This might help-Here is another example. Paul is praying for a dead person. Why pray for the dead who go to Hell. He has to be praying for the souls in purgatory.——

Onesiphorus (2 Tim 1:16-18; 4:19): Explicit New Testament Example of the Apostle Paul Praying for the Dead (Explanations of Protestant Commentaries)

Philip Schaff (see #9)
2 Timothy 1:16-18 (RSV) May the Lord grant mercy to the household of Onesiph’orus, for he often refreshed me; he was not ashamed of my chains, [17] but when he arrived in Rome he searched for me eagerly and found me — [18] may the Lord grant him to find mercy from the Lord on that Day — and you well know all the service he rendered at Ephesus.

2 Timothy 4:19 Greet Prisca and Aq’uila, and the household of Onesiph’orus.

I have written about this issue in the past; notably in my book, The Catholic Verses, pp. 169-174, and in A Biblical Defense of Catholicism, pp. 141-143.

1) Alfred Plummer (1841-1926) (Anglican): The Expositor’s Bible (edited by W. Robertson Nicoll), The Pastoral Epistles, London: Hodder & Stoughton, 1891, pp. 324-326:
Certainly the balance of probability is decidedly in favour of the view that Onesiphorus was already dead when St. Paul wrote these words. . . . he here speaks of “the house of Onesiphorus” in connexion with the present, and of Onesiphorus himself only in connexion with the past. . . . it is not easy to explain this reference in two places to the household of Onesiphorus, if he himself was still alive.

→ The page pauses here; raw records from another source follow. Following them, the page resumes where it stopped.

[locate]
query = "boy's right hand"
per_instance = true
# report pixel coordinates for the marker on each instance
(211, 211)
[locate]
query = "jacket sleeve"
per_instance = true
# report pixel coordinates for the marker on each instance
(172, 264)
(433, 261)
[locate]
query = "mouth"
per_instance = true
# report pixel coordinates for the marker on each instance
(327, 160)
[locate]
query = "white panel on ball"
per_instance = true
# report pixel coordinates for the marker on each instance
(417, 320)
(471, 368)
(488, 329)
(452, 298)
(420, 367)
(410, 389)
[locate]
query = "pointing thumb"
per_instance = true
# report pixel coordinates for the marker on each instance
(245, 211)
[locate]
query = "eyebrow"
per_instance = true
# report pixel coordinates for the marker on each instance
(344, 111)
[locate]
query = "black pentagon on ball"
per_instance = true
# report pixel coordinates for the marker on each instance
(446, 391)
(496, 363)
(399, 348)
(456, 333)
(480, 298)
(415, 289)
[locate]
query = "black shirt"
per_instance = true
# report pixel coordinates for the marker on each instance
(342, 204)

In all the other cases the individual and not the household is mentioned. . . . There is also the character of the Apostle’s prayer. Why does he confine his desires respecting the requital of Onesiphorus’ kindness to the day of judgment? . . . This again is thoroughly intelligible, if Onesiphorus is already dead.

. . . there seems to be equal absence of serious reason for doubting that the words in question constitute a prayer. . . .

Having thus concluded that, according to the more probable and reasonable view, the passage before us contains a prayer offered up by the Apostle on behalf of one who is dead, we seem to have obtained his sanction, and therefore the sanction of Scripture, for using similar prayers ourselves. . . .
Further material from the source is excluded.